Valor econômico, v. 17, n. 4115, 20/10/2016. Política, p. A8

Colaboração atingiria núcleo do governo

Ligações de Cunha com operador e ex-presidente de empreiteira podem comprometer aliados

Por: André Guilherme Vieira

 

Implicado por evidências de envolvimento em corrupção e agora preso preventivamente por decisão do juiz federal Sergio Moro, o ex-deputado Eduardo Cunha (PMDB-RJ) passou ao rol dos delatores em potencial da Operação Lava-Jato por dispor de informações que poderiam envolver nas investigações integrantes do núcleo pemedebista do governo Michel Temer, como o ministro da secretaria de Governo Geddel Vieira Lima; o secretário executivo do Programa de Parcerias de Investimentos, Moreira Franco; e o ministro dos Esportes Leonardo Picciani.

No pedido de prisão do ex-presidente da Câmara, os procuradores da República justificam a necessidade de encarcerá-lo e sinalizam interesse na colaboração de Cunha. "Boa parte do produto [da corrupção] e dos agentes públicos beneficiários de seus crimes ainda não são conhecidos".

No mesmo pedido, o Ministério Público Federal (MPF) destaca que o ex-parlamentar, mesmo afastado do cargo e sem mandato, "ainda mantém influência nos seus correligionários, tendo participado de indicações de cargos políticos do governo Temer".
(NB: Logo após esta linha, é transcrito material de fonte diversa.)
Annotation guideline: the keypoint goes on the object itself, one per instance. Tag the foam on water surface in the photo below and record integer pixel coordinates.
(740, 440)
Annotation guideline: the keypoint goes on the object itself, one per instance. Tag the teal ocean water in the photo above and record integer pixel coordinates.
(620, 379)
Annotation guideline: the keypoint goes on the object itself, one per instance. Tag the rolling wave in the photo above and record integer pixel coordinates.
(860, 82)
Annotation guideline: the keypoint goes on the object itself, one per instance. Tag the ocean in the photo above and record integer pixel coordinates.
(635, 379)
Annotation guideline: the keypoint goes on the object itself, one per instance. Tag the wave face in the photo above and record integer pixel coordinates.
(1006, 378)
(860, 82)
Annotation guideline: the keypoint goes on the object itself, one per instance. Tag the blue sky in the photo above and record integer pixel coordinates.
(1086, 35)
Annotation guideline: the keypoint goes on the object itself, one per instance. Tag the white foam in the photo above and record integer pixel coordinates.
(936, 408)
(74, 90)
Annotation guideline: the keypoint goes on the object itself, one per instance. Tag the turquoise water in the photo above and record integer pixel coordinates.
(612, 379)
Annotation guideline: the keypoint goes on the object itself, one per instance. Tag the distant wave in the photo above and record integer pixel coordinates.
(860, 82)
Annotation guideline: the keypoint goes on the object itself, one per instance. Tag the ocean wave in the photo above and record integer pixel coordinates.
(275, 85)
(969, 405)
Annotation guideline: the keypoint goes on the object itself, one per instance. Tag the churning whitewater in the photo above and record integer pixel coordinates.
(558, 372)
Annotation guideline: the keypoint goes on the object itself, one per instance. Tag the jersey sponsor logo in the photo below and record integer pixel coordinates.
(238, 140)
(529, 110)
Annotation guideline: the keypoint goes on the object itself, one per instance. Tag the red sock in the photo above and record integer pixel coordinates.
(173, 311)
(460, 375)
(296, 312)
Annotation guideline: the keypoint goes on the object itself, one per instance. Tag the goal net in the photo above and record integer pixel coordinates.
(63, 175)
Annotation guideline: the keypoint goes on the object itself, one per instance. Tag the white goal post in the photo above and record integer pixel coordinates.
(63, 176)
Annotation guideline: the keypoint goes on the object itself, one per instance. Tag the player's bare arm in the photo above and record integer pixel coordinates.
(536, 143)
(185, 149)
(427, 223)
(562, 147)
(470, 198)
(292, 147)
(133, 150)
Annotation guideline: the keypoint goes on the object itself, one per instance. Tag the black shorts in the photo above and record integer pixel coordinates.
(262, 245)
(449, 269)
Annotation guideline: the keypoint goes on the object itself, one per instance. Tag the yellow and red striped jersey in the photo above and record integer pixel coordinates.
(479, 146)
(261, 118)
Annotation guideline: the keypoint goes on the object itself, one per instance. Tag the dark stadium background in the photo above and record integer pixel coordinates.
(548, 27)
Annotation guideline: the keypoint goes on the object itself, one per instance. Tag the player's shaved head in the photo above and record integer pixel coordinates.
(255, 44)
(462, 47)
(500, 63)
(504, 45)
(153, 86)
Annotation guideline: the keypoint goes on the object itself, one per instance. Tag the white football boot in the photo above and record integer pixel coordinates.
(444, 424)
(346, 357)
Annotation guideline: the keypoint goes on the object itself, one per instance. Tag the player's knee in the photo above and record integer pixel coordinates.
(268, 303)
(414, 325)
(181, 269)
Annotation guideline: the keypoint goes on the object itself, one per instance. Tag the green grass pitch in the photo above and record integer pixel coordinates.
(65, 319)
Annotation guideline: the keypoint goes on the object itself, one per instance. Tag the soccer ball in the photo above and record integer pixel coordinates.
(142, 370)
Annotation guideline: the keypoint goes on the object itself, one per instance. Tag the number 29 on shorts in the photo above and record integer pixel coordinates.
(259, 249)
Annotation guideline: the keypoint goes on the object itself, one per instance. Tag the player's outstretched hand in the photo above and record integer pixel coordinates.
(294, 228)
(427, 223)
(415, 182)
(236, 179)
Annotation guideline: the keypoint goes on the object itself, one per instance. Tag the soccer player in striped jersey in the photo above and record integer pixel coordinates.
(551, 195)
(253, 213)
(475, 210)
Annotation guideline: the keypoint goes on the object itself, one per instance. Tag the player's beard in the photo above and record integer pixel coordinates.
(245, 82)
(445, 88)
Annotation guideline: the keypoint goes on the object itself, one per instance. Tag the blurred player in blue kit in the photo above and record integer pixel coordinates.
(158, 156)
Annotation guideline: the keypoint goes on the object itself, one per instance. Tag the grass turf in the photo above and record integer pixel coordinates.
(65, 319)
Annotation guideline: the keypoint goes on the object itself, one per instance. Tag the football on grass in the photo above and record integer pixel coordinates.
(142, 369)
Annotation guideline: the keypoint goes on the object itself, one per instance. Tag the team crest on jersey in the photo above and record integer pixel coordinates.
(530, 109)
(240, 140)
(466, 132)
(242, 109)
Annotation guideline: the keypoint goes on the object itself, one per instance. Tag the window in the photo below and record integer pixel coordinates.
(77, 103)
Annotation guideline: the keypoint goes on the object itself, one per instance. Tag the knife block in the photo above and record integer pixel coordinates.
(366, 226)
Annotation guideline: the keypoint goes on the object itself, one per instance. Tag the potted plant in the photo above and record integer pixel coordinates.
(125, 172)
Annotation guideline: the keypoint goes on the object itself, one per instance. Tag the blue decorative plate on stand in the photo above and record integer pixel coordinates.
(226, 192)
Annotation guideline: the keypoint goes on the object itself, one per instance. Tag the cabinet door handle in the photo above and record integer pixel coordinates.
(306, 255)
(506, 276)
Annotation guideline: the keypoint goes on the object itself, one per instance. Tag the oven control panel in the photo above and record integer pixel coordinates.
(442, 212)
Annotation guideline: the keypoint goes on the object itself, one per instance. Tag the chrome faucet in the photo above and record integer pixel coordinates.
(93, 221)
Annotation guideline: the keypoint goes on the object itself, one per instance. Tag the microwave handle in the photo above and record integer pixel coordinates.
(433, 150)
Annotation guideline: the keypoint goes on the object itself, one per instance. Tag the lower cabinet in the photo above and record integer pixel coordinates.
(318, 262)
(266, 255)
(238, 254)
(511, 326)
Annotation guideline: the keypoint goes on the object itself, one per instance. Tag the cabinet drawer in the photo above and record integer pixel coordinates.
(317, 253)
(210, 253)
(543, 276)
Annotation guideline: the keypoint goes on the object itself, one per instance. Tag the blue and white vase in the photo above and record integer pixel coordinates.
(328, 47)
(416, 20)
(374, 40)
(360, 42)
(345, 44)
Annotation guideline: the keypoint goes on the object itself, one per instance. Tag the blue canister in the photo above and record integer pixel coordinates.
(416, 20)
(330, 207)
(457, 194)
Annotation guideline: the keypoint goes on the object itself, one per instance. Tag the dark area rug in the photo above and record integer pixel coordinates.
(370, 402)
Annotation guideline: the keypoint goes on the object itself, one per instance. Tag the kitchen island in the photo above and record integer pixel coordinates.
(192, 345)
Os investigadores mencionam que, ao assumir a Presidência, em maio, Temer nomeou um aliado de Cunha para o ministério dos Transportes, o deputado Mauricio Quintela (PR-AL), "que havia votado em favor de Eduardo Cunha no Conselho de Ética", destacam.

Um dos eixos que podem ser explorados caso o ex-deputado colabore é em relação às mensagens trocadas com o ex-presidente da Andrade Gutierrez Otávio Azevedo, que já confessou corrupção em delação premiada.

Documentos apreendidos e relatos de delatores da Lava-Jato apontam para uma relação de proximidade de Cunha com Azevedo. Em mensagens telefônicas trocadas em julho de 2014 e encontradas em celulares apreendidos pela PF, Cunha forneceu a Otávio Azevedo dados da conta de campanha de Henrique Eduardo Alves, ex-ministro do Turismo de Temer, que foi candidato derrotado ao governo do Rio Grande do Norte. A Andrade Gutierrez doou R$ 100 mil àquela campanha de Alves, segundo a Justiça Eleitoral.

A Procuradoria Geral da República (PGR) afirma que a empreiteira Carioca Engenharia fez pagamentos indevidos em uma conta secreta na Suíça que teria Alves como beneficiário. Os repasses teriam sido orientados por Cunha, segundo a PGR.

Também foi Cunha quem indicou o agora delator Fábio Cleto para a vice-presidência de Fundos e Loterias da Caixa em 2011, durante o governo Dilma Rousseff. A nomeação foi avalizada por Henrique Eduardo Alves, então líder do PMDB na Câmara.

Na delação, Cleto disse que se encontrou com representantes das empreiteiras do consórcio para revitalização do Porto Maravilha, obra de urbanização no Rio de janeiro, tocada pela Odebrecht, OAS e Carioca Engenharia, em um hotel de São Paulo.

Cunha orientou Cleto a encaminhar projeto de captação de recursos do FI-FGTS. A Caixa adquiriu os títulos criados para execução do projeto, no valor de R$ 3,5 bilhões. Segundo a delação dos donos da Carioca Engenharia, foi necessário pagar propina de R$ 52 milhões para garantir a liberação do dinheiro.

No caso de Moreira Franco, Cunha teria dito a interlocutores que teria sido ele o responsável pela montagem da operação de financiamento que envolveu a obra do Porto Maravilha.

Fábio Cleto também foi o responsável por entregar o doleiro acusado de ser o operador financeiro de Cunha, Lúcio Funaro, preso na Operação Sépsis.

Cunha poderia esclarecer a natureza do relacionamento mantido por Funaro com Geddel Vieira Lima. O secretário de governo de Temer já confirmou ter mantido encontros de "cortesia" com o operador de Cunha em Brasília e em São Paulo. Geddel foi vice-presidente da Caixa de março de 2011 a dezembro de 2013.

No caso de Leonardo Picciani, uma ex-executiva da Carioca Engenharia relatou, em âmbito de acordo de leniência da empresa, que uma empresa da família Picciani teria praticado caixa dois por meio da comercialização de gado.